Devido à sua já citada "aparência exótica", aliás, Karloff normalmente era escalado para interpretar latinos, árabes, indianos ou índios. Entre 1919 e 1930 ele teria papéis de diferentes tamanhos e importâncias em nada menos que 64 filmes, não sendo creditado em apenas nove deles; seu primeiro papel de verdadeiro destaque seria o do sacerdote Dakart de Kama-Sita em The Hope Diamond Mystery, de 1921; também merecem ser citados seus papéis como um índio em O Último dos Moicanos (1920), o de vilão do filme The Cave Girl (1921), o do Marajá em The Man from Downing Street (1922), um hipnotizador em The Bells (1926), e o de, acreditem ou não, um guia africano em Tarzan e o Leão de Ouro (1927).

Karloff chegaria ao primeiro time em 1931, após atuar no drama O Código Penal, dirigido por Howard Hawkes, no qual interpretava um presidiário; ele havia interpretado esse mesmo papel no teatro, e convenceria os produtores a escalá-lo com um teste impecável. Sua atuação nesse filme lhe renderia um convite para interpretar um chefão da máfia em Scarface, que acabaria só sendo lançado em 1932, devido a problemas com a censura. Ao todo, em 1931 ele estaria em 14 filmes, onze deles atuando em pequenos papéis, quatro deles sem créditos. Dos outros três, um seria O Código Penal e um seria Sede de Escândalo, indicado ao Oscar de Melhor Filme, no qual interpretaria um repórter sem ética. O outro seria Frankenstein.

O Monstro de Frankenstein seria o papel que marcaria a carreira de Karloff - não seria exagero nenhum dizer que é seu único papel conhecido pela maioria do público atual. Ao ser escalado, Karloff já havia atuado em exatos 80 filmes, e estava com 44 anos, idade considerada tardia, mesmo na época, para um ator alcançar o sucesso. As gravações seriam extremamente extenuantes, já que o figurino de Karloff incluía uma complexa maquiagem, que levava cerca de duas horas para ser aplicada, uma roupa com enchimento, consideravelmente quente, e sapatos elevados que pesavam 5 kg cada, que não somente aumentavam a altura do ator, mas também contribuíam para seu andar tonitruante. A performance de Karloff, que faria um monstro simultaneamente ameaçador e digno de pena, algo que não estava previsto no roteiro, entraria para a história, se tornando a representação padrão do Monstro de Frankenstein a partir de então - o mesmo acontecendo com sua maquiagem, de testa quadrada, olhos profundos e parafusos no pescoço, que se tornaria tão icônica que seria para sempre associada à imagem do monstro. Criada por Jack P. Pierce, a aparência do monstro seria registrada pela Universal, que recebe royalties toda vez que alguém faz um Monstro de Frankenstein parecido.

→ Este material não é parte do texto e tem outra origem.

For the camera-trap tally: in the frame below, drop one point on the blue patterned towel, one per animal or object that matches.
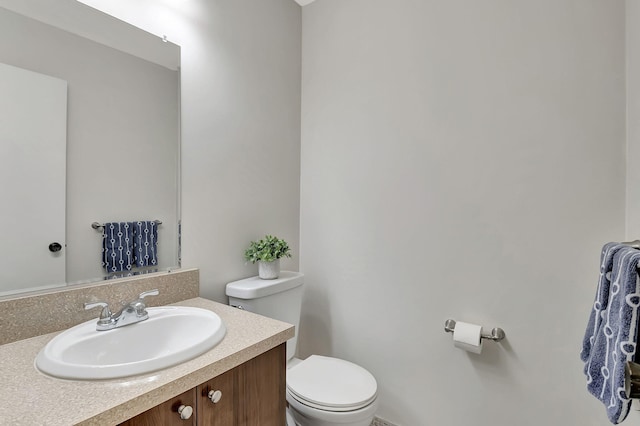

Enquanto Frankenstein estava sendo finalizado e estreava, Karloff faria pequenos papéis em três filmes, que estreariam em 1932. Com as estreias de Frankenstein e Scarface, ambos imensos sucessos de bilheteria, a Universal decidiria apostar no ator, e o escalaria para Mundo Noturno (também de 1932), no qual ele interpretou o dono de uma casa noturna. O sucesso de Mundo Noturno lhe renderia seu primeiro filme como astro principal, A Casa Sinistra (também de 1932, na época os filmes eram produzidos de forma muito veloz) outro filme de horror, assim como Frankenstein, dirigido por James Whale, no qual ele interpretava o estranho mordomo mudo da tal casa sinistra, na qual viajantes têm de se refugiar durante uma tempestade.

Ainda em 1932, Karloff seria creditado como o astro principal em A Máscara de Fu Manchu e em A Múmia, no qual interpretaria o sacerdote Imhotep, mumificado no Antigo Egito e trazido de volta à vida na época atual. Isso faria com que Karloff se tornasse o único ator a interpretar dois dos hoje considerados Monstros Clássicos da Universal, e o grande sucesso de A Múmia faria com que ele ficasse marcado pelo resto de sua carreira como um ator de filmes de horror, sendo mais convidado para atuar em produções desse gênero do que nas de outros.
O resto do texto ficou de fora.